Esta atitude pedagógica deve ser percebida na dinâmica educativa aplicada a qualquer situação, seja por parte dos professores que ensinam na educação formal, seja por parte dos médicos que orientam sobre saúde, dos dentistas que ensinam sobre prevenção e higienização dental, dos nutricionistas que orientam dietas, dos economistas que ensinam finanças, dos dirigentes sindicais que ensinam direitos (e deveres) dos trabalhadores, dos integrantes de organizações e movimentos sociais (ecologistas, feministas, etc.), dos animadores culturais que abordam temáticas diversas, dos agentes pastorais que atuam nas comunidades locais, seja por parte dos arquitetos que ensinam sobre planejamento urbano, seja por parte dos educadores de trânsito.

O que importa é a forma de ensinar baseada em um modelo de educação que dê ênfase ao processo e não somente aos conteúdos, a partir de uma interação dialética entre as pessoas e a sua realidade. É uma visão de mundo que dá valor à pessoa na relação com sua comunidade, a partir do desenvolvimento de suas capacidades intelectuais e de sua consciência social.

É preciso incorporar princípios novos que não estão nos textos clássicos e que contém um grande número de exemplos e passar a enriquecer o processo de ensino com base nas vivências, inferindo delas consequências de ordem individual e coletiva, estimulando a busca de soluções para o bem comum.

As cidades individualizantes e predatórias resultam de administrações de improviso, da desintegração de políticas públicas no âmbito das esferas governamentais, de um mercado imobiliário interessado no resultado para manter suas metas de negócios sem compromisso com um planejamento urbanístico que atenda a questão social, dentre outros componentes desse circuito, tendo no modelo de educação vigente o necessário apoio para manter a opacidade de seus efeitos e a paralização.

Nesse sentido, parece importante aclarar qual concepção subjaz as práticas de ensino e de aprendizagem quanto ao entendimento da dinâmica das cidades, uma vez que dessa compreensão resultará um novo processo educacional, capaz de estimular um cidadão reflexivo o bastante para se tornar instrumento de transformação dentro de uma metrópole.

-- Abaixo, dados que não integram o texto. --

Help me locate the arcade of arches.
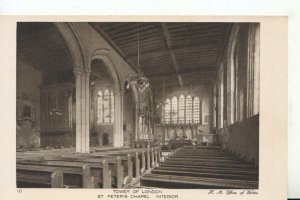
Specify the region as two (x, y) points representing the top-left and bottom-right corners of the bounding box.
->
(17, 22), (259, 162)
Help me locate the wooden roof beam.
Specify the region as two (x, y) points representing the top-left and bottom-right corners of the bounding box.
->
(90, 23), (138, 72)
(161, 23), (183, 86)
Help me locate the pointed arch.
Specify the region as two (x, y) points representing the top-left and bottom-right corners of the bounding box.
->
(185, 95), (193, 124)
(164, 99), (171, 124)
(193, 97), (200, 123)
(178, 94), (185, 124)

Tradicionalmente, temos ensinado crianças e adultos o quanto a rua é perigosa, o quanto é difícil atravessar a rua, quais são os cuidados mínimos que uma mãe, um pai, ou um adulto devem ter ao atravessar uma criança.

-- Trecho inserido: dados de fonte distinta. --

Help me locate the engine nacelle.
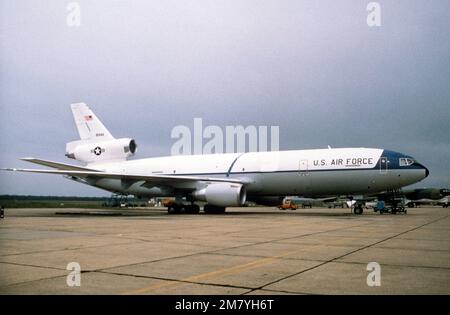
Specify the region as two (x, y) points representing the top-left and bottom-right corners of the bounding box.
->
(193, 183), (247, 207)
(66, 138), (137, 163)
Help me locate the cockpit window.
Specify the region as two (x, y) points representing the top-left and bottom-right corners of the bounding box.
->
(399, 158), (414, 166)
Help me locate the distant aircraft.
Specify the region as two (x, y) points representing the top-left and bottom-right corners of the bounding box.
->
(403, 188), (450, 207)
(0, 103), (429, 213)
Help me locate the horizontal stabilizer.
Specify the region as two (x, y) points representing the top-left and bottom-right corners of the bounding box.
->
(21, 158), (95, 172)
(2, 168), (250, 184)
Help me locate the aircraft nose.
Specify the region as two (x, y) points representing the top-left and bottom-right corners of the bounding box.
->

Há toda uma educação familiar para impedir que as crianças vão à rua porque a consideram perigosa.

E por que a rua é perigosa?

A rua é perigosa devido à quantidade de carros e a sua dinâmica de movimento intenso. É perigosa devido à massa do veículo e à velocidade que o torna um grande causador de danos.  Uma colisão entre um carro e uma pessoa é extremamente desigual. Em determinada velocidade nada acontecerá ao motorista, mas ao pedestre renderá danos físicos, lesões e até morte em razão do impacto. Por isso tudo, a rua é hostil.

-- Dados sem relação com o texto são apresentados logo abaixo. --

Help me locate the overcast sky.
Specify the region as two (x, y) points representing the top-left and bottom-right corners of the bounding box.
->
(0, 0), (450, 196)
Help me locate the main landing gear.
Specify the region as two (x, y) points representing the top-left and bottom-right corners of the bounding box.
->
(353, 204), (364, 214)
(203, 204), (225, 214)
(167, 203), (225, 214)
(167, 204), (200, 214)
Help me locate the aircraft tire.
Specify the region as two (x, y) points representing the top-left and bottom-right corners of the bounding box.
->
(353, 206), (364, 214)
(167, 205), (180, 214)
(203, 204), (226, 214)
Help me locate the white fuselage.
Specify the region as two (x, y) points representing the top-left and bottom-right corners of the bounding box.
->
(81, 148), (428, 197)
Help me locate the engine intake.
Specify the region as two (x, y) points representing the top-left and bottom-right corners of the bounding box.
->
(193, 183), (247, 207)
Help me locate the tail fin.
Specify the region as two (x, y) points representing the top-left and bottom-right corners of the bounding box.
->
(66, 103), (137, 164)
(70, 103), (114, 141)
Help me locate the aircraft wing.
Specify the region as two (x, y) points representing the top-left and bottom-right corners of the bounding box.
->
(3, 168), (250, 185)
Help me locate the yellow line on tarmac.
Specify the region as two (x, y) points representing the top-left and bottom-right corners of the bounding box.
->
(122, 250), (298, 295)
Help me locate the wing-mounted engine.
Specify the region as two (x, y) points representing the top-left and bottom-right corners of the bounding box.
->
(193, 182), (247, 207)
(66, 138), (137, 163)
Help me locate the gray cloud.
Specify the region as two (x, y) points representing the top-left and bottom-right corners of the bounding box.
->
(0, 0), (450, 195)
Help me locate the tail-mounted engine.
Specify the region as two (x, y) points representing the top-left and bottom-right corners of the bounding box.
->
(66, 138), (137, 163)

Ocorre que todo processo educativo escolar tem atuado no sentido de ensinar quais são os sinais e de que maneira usar a sinalização. É como se a rua pertencesse aos automóveis e que toda a comunidade tivesse que se adaptar a esse modo de uso da via. O modo de uso da via é este, dizem os ensinantes! Há carros em alta velocidade que tem prioridade nas travessias, por isso, tome cuidado! Há um tempo maior de espera para travessia nos cruzamentos porque os carros precisam “passar”, portanto, adapte-se a isto!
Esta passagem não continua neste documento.